Messieurs vous avez pas idée
vous qui passez chez le barbier
vous faire donner un coup de sciseaux
avant d’retourner au bureau

de ce qui faut que l’on endure
et de combien on s’humilie
lorsque l’on risque notre chevelure
comme s’il s’agissait de notre vie

aux mains de c’que l’on appelle une « tante »
qui jure que l’ovale de notre visage
exige telle ou telle permanente
et puis tel ou tel balayage.

Oui, vous qui n’êtes que témoins
de notre retour hystérique
la tête comme une botte de foin
et le porte-feuille anorexique

Vous qui avez la lourde tâche
de réprimer votre fou rire,
pendant qu’on se cache
dans la salle de bain et que l’on refuse de sortir.

J’en était donc au casque affreux
qui me retombait sur les yeux
quelle fâcheuse position
pour apercevoir dans le salon

ma grande voisine de six pieds un
avec sa jupe et son parfum
qui s’en vient s’écrier:
« Salut Lynda je tai presque pas reconnue!! »

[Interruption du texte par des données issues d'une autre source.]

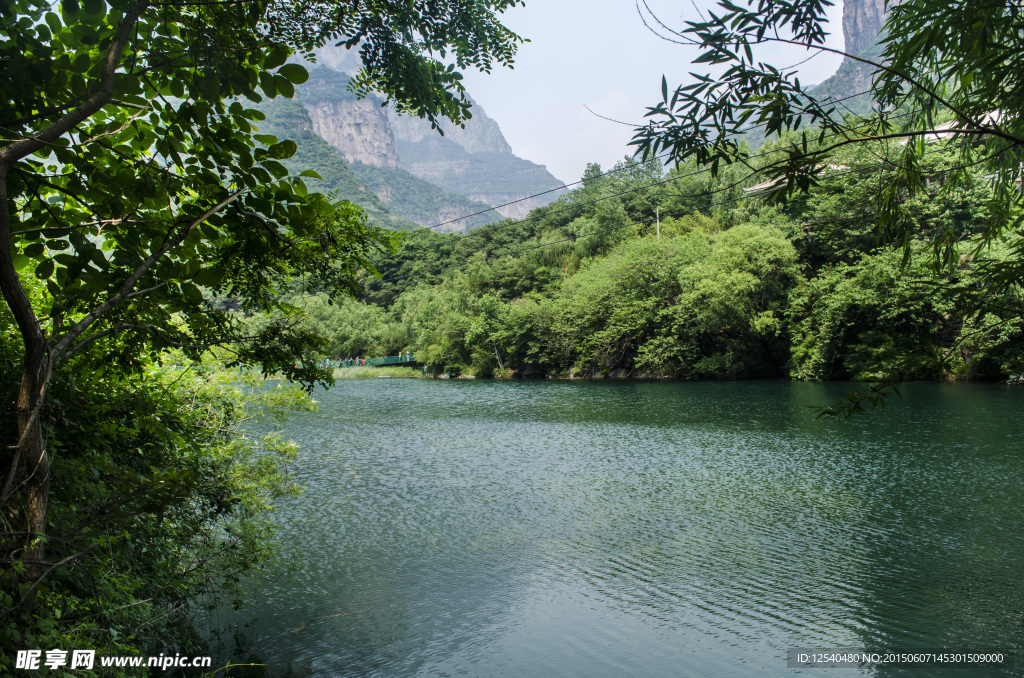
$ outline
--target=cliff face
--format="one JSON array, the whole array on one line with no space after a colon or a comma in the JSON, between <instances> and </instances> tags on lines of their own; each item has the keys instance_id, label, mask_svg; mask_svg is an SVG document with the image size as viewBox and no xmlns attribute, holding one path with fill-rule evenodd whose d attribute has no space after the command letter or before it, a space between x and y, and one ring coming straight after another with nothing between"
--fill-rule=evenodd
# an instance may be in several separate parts
<instances>
[{"instance_id":1,"label":"cliff face","mask_svg":"<svg viewBox=\"0 0 1024 678\"><path fill-rule=\"evenodd\" d=\"M398 168L398 152L387 116L370 99L303 100L313 131L345 160L374 167ZM385 201L386 202L386 201Z\"/></svg>"},{"instance_id":2,"label":"cliff face","mask_svg":"<svg viewBox=\"0 0 1024 678\"><path fill-rule=\"evenodd\" d=\"M469 224L480 225L481 219L494 220L499 214L524 216L562 193L552 190L499 207L558 188L562 182L543 166L513 155L498 123L479 104L474 104L473 117L466 121L465 127L441 121L444 132L441 136L427 121L399 116L390 107L382 108L376 97L358 99L346 89L348 76L334 68L324 68L327 65L354 71L357 66L354 52L326 48L317 52L317 62L318 66L307 65L309 80L298 88L313 131L352 163L367 187L396 214L423 225L434 225L458 217L463 203L474 203L483 209L498 207L498 213L475 217ZM370 172L370 168L394 173ZM430 190L423 185L414 186L413 178L433 184L446 198L428 198ZM479 209L461 214L475 211Z\"/></svg>"},{"instance_id":3,"label":"cliff face","mask_svg":"<svg viewBox=\"0 0 1024 678\"><path fill-rule=\"evenodd\" d=\"M426 120L399 116L394 109L388 109L388 121L395 137L402 141L422 141L440 136ZM466 121L465 127L446 119L441 121L440 127L444 138L456 142L467 153L512 153L512 146L505 140L498 123L487 118L479 103L473 103L473 117Z\"/></svg>"},{"instance_id":4,"label":"cliff face","mask_svg":"<svg viewBox=\"0 0 1024 678\"><path fill-rule=\"evenodd\" d=\"M873 45L888 16L885 0L844 0L843 37L847 53L860 54Z\"/></svg>"},{"instance_id":5,"label":"cliff face","mask_svg":"<svg viewBox=\"0 0 1024 678\"><path fill-rule=\"evenodd\" d=\"M893 4L893 3L891 3ZM846 51L874 59L882 49L876 42L885 26L889 12L885 0L845 0L843 3L843 37ZM814 90L818 100L828 97L844 99L844 110L858 115L868 115L872 100L866 92L874 80L874 67L851 58L843 59L836 74ZM849 98L853 96L853 98Z\"/></svg>"}]
</instances>

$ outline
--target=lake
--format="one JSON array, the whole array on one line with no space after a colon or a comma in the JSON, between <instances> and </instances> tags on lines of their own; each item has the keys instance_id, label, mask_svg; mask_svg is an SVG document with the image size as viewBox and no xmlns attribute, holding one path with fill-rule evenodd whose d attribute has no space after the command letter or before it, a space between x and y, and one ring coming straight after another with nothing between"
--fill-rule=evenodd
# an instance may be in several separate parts
<instances>
[{"instance_id":1,"label":"lake","mask_svg":"<svg viewBox=\"0 0 1024 678\"><path fill-rule=\"evenodd\" d=\"M294 417L268 675L787 676L1024 642L1024 388L346 380ZM240 661L240 656L232 658ZM1024 666L1024 658L1018 661ZM1017 668L804 668L1008 676Z\"/></svg>"}]
</instances>

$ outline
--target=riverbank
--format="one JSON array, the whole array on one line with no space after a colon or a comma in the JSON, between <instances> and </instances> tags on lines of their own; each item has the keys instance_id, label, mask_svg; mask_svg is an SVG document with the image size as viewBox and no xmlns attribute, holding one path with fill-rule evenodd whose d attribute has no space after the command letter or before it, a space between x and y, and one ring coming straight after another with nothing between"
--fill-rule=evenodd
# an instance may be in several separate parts
<instances>
[{"instance_id":1,"label":"riverbank","mask_svg":"<svg viewBox=\"0 0 1024 678\"><path fill-rule=\"evenodd\" d=\"M411 368L408 366L383 366L371 368L360 366L357 368L335 368L335 379L373 379L374 377L397 377L400 379L425 379L430 375L424 375L422 368Z\"/></svg>"}]
</instances>

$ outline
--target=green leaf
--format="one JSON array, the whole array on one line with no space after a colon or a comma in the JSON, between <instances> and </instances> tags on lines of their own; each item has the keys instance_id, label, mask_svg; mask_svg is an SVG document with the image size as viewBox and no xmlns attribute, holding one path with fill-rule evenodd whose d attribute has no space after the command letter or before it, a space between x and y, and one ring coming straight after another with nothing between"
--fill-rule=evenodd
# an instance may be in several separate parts
<instances>
[{"instance_id":1,"label":"green leaf","mask_svg":"<svg viewBox=\"0 0 1024 678\"><path fill-rule=\"evenodd\" d=\"M206 266L201 268L193 281L203 287L217 287L224 280L224 269L219 266Z\"/></svg>"},{"instance_id":2,"label":"green leaf","mask_svg":"<svg viewBox=\"0 0 1024 678\"><path fill-rule=\"evenodd\" d=\"M272 71L279 66L284 63L288 59L288 46L278 43L267 50L266 58L263 61L263 68L267 71Z\"/></svg>"},{"instance_id":3,"label":"green leaf","mask_svg":"<svg viewBox=\"0 0 1024 678\"><path fill-rule=\"evenodd\" d=\"M278 87L278 93L285 98L292 98L295 96L295 85L293 85L288 78L282 78L281 76L274 76L273 83Z\"/></svg>"},{"instance_id":4,"label":"green leaf","mask_svg":"<svg viewBox=\"0 0 1024 678\"><path fill-rule=\"evenodd\" d=\"M53 259L44 259L36 266L36 278L48 280L53 274Z\"/></svg>"},{"instance_id":5,"label":"green leaf","mask_svg":"<svg viewBox=\"0 0 1024 678\"><path fill-rule=\"evenodd\" d=\"M38 259L39 255L41 255L45 250L46 247L42 243L32 243L25 248L24 253L27 257Z\"/></svg>"},{"instance_id":6,"label":"green leaf","mask_svg":"<svg viewBox=\"0 0 1024 678\"><path fill-rule=\"evenodd\" d=\"M60 17L51 11L46 12L46 14L43 16L43 19L46 22L46 26L50 27L50 31L52 31L54 34L59 33L60 29L63 28L63 26L60 24Z\"/></svg>"},{"instance_id":7,"label":"green leaf","mask_svg":"<svg viewBox=\"0 0 1024 678\"><path fill-rule=\"evenodd\" d=\"M293 85L301 85L309 80L309 72L298 63L286 63L278 69L278 75L284 76Z\"/></svg>"}]
</instances>

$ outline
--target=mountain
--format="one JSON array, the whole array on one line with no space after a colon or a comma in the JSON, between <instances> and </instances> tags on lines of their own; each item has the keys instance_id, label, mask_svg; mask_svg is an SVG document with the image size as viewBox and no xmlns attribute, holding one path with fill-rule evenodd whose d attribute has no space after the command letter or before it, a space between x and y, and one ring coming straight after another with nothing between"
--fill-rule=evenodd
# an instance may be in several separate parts
<instances>
[{"instance_id":1,"label":"mountain","mask_svg":"<svg viewBox=\"0 0 1024 678\"><path fill-rule=\"evenodd\" d=\"M408 227L415 223L437 230L464 230L500 218L486 211L489 205L446 192L401 169L380 101L359 99L346 89L347 84L348 78L337 71L312 68L309 80L298 88L297 101L264 107L268 116L264 125L274 126L280 138L295 140L299 145L296 158L307 158L306 167L321 175L327 169L343 186L339 197L367 207L372 214L387 212ZM285 113L287 120L280 117ZM297 135L302 135L301 140ZM373 200L360 202L367 196ZM471 214L476 216L466 217Z\"/></svg>"},{"instance_id":2,"label":"mountain","mask_svg":"<svg viewBox=\"0 0 1024 678\"><path fill-rule=\"evenodd\" d=\"M878 43L889 12L885 0L844 0L843 39L846 52L864 58L874 59L882 53ZM871 98L866 92L871 87L874 68L846 57L836 73L814 88L814 96L846 99L839 104L839 111L849 110L857 115L866 115L871 109ZM847 98L852 97L852 98Z\"/></svg>"},{"instance_id":3,"label":"mountain","mask_svg":"<svg viewBox=\"0 0 1024 678\"><path fill-rule=\"evenodd\" d=\"M563 182L544 166L512 153L498 123L479 104L474 103L473 117L464 126L442 120L438 131L425 120L382 108L377 97L360 100L349 92L345 73L359 68L353 51L325 48L316 53L316 63L310 66L309 81L298 88L314 130L353 164L378 168L367 176L373 175L386 202L401 200L398 186L381 171L394 169L446 194L484 203L482 209L498 208L492 219L524 216L564 193ZM545 195L529 198L536 194Z\"/></svg>"}]
</instances>

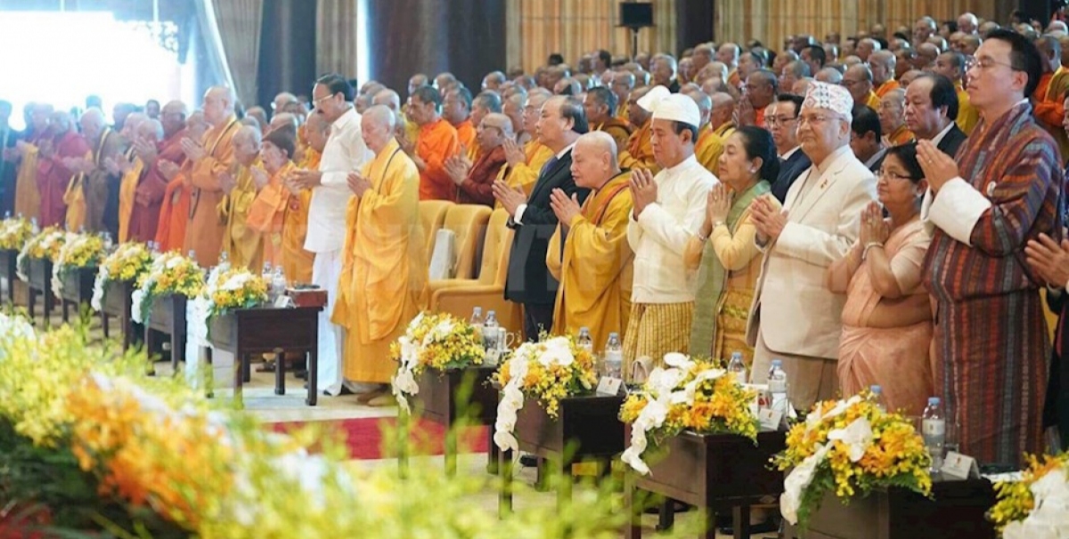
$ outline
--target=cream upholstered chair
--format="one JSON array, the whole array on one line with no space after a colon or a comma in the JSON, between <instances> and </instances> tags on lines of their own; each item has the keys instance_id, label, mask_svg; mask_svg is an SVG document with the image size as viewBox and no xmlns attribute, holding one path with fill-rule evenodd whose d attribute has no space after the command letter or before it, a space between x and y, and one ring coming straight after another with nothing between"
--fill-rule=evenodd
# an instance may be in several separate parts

Puis j’ai eu droit aux bigoudis
c’est juste pour donner plus de corps
que la fofolle m’avait promis
avant que je passe au séchoir.

Il avait simplement omis
de me dire que j’aurais l’air d’avoir
de la parenté en Haiti
c’était crépu quelque chose de rare.

Enfin comble de désespoir
les mèches blondes sont sorties rousses
le tour d’oreille fait au rasoir
fallait que j’attende que ça repousse.

Ce qu’y a pire dans mon histoire
c’est qu’après mon passage à la caisse
j’ai dit « merci beaucoup, bonsoir »
comme la reine des épaisses.

Je suis revenue en beau maudit,
époustouflante qu’il m’avait dit,
ben pour epoustoufler ça oui,
j’époustouflait un jésus Christ.

Je me suis étudiée dans le miroir
en petite culotte en levant les bras
j’ai jamais réussi à voir
la ressemblance avec Claudia.

J’ai annulé mon rendez-vous
de peur qu’le gars soit asthmatique,
il aurait pu crever sur le coup
à peine passé le portique.

J’ai juré que plus jamais de ma vie
j’aurais recours à un expert
au diable l’art,
vive les tony et les beaux permanents de ma mère.